Having some form of structure to the day is something else I find beneficial. For the majority of us, working reactively has become the norm, always having to be prepared to deal with the unexpected. Yet, in spite of this, I find that defining objectives ensures that I can get the most out of my day, and helps me be prepared for unanticipated requests or projects.

I would highly recommend the weekly podcast with Jordan Harbinger, at the Art of Charm (I listen through Spotify). The guests are varied and hugely interesting. It helps improve social abilities with daily techniques on how to become a top performer, how you can command more respect from friends, team and your network, and really master the ability to walk up to anyone and develop a conversation.

Dan Pink was actually on the show back in October 2016 (Episode 554), where he discussed his latest (and again, brilliant!) book: “To Sell is Human: The Surprising Truth About Moving Others”, which uses social science, survey research and stories to offer a fresh look at the art and science of sales.
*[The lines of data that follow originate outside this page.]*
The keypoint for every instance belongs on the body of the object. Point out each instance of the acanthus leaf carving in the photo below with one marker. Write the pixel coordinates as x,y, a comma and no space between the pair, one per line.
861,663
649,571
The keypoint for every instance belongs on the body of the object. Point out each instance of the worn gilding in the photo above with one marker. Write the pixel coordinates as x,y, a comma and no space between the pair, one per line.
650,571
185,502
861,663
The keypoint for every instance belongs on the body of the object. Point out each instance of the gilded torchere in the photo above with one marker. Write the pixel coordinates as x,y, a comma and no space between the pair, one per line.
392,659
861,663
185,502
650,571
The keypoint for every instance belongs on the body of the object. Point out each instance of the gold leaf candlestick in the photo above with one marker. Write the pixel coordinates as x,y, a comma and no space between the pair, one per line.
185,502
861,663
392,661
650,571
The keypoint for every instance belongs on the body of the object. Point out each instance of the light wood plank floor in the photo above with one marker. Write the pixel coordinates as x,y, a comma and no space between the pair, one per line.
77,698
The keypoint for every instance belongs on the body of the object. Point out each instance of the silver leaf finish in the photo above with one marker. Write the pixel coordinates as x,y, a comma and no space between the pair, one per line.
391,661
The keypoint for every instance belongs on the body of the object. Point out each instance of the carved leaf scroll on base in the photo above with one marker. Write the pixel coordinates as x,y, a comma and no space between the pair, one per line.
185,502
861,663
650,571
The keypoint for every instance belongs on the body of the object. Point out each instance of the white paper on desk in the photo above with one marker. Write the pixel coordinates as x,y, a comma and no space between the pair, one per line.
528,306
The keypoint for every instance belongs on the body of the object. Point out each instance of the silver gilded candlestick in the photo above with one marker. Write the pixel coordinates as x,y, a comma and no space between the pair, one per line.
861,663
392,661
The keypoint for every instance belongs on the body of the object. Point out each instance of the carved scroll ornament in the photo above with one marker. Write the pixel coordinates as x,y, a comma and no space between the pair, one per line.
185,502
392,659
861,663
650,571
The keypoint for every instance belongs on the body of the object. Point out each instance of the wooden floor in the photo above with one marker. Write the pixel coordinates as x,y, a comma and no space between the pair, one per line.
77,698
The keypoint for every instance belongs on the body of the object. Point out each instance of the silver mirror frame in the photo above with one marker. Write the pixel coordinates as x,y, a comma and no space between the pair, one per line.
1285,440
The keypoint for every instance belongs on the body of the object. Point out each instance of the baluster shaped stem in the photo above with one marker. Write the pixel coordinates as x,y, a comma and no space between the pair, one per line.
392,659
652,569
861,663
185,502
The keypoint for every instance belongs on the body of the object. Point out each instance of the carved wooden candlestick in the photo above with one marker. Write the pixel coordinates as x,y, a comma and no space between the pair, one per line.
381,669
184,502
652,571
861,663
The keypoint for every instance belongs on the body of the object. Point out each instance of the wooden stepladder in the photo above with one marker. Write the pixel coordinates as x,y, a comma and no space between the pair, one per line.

Learning more about social interactions, verbal and non-verbal communications, leads to increased confidence in any situation and it’s extremely motivating to have these tools at your disposal.

Our Blake team is growing rapidly. Since opening our first Hub of Excellence in Edinburgh during October 2016, we now have a Hub in Leeds with further exciting news to come shortly in other parts of the UK. Exponential growth brings challenges. New employees, new locations, new processes – but with the same overall objectives.

We very much motivate ourselves as a team. I’m in regular contact with our Leeds Hub, who have taken on huge responsibilities with new staff and production challenges. Whilst each Hub looks after its own “territory”, we share contacts, information and knowledge, so that our customers can get the best service in any situation.

Motivation can simply come from having a conversation, sometimes you need a colleague to offer a few words of encouragement to serve as a reminder that you’re doing a good job, that the person is appreciated. It motivates me to think that I can lead by example, or inspire through a few words.

Motivation means many things to many people. But, in essence it’s really about defining what makes you tick, what pushes you to work harder, longer, faster and ultimately what will allow you to meet your goals.